Gary Baldinger

No. 91, 94, 92
- Positions: Defensive tackle, defensive end

Personal information
- Born: October 4, 1963 (age 62) Philadelphia, Pennsylvania, U.S.
- Listed height: 6 ft 3 in (1.91 m)
- Listed weight: 264 lb (120 kg)

Career information
- High school: Massapequa (Massapequa, New York)
- College: Wake Forest
- NFL draft: 1986: 9th round, 229th overall pick

Career history
- Kansas City Chiefs (1986–1988); Atlanta Falcons (1989)*; Indianapolis Colts (1990); Buffalo Bills (1990-1992);
- * Offseason and/or practice squad member only

Awards and highlights
- First-team All-ACC (1984);

Career NFL statistics
- Games played: 44
- Games started: 4
- Stats at Pro Football Reference

= Gary Baldinger =

American football player (born 1963)

Gary Thomas Baldinger (born October 4, 1963) is an American former professional football player who was a defensive lineman for six seasons in the National Football League (NFL), primarily with the Kansas City Chiefs. He played college football for the Wake Forest Demon Deacons and was selected by the Chiefs in the ninth round of the 1986 NFL draft.
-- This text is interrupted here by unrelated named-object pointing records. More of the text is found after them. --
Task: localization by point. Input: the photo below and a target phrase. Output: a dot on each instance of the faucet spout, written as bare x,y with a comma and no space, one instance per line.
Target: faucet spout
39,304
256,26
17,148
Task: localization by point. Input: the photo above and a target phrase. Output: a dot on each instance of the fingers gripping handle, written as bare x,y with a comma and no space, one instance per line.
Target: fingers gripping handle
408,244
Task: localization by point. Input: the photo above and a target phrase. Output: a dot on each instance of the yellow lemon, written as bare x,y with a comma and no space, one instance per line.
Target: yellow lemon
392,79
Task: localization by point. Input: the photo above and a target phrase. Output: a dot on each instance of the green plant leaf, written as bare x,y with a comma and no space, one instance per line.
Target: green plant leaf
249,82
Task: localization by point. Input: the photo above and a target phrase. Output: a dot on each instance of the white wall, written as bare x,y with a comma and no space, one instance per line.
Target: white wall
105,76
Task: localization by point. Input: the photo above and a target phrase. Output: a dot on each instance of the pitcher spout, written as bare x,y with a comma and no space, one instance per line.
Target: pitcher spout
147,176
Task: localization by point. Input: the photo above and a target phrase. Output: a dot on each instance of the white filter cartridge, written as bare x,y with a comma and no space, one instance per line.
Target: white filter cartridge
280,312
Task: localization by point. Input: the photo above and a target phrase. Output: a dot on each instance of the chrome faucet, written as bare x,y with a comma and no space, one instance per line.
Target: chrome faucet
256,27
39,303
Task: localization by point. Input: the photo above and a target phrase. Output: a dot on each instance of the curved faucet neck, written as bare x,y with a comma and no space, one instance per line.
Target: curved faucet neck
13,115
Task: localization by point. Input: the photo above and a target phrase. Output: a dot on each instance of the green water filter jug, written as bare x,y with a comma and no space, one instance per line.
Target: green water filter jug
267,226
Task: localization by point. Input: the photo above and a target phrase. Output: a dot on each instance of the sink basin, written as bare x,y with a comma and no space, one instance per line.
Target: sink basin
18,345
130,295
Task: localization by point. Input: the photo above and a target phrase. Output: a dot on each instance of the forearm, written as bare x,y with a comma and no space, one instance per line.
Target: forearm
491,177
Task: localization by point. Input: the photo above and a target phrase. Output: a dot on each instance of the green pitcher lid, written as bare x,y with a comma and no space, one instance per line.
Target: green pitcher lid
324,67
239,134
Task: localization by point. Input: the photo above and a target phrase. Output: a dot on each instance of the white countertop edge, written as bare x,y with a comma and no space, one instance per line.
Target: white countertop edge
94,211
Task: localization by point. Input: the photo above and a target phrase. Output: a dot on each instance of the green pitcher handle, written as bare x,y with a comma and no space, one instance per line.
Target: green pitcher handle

His older brother Rich Baldinger was his teammate with the Chiefs and also played at Wake Forest University. His oldest brother Brian Baldinger also played in the NFL and currently is a broadcaster.

Like his brothers, he graduated from Massapequa High School.

His son, Brad Baldinger is a two-sport athlete in baseball and football, better known as a catcher for Denison University.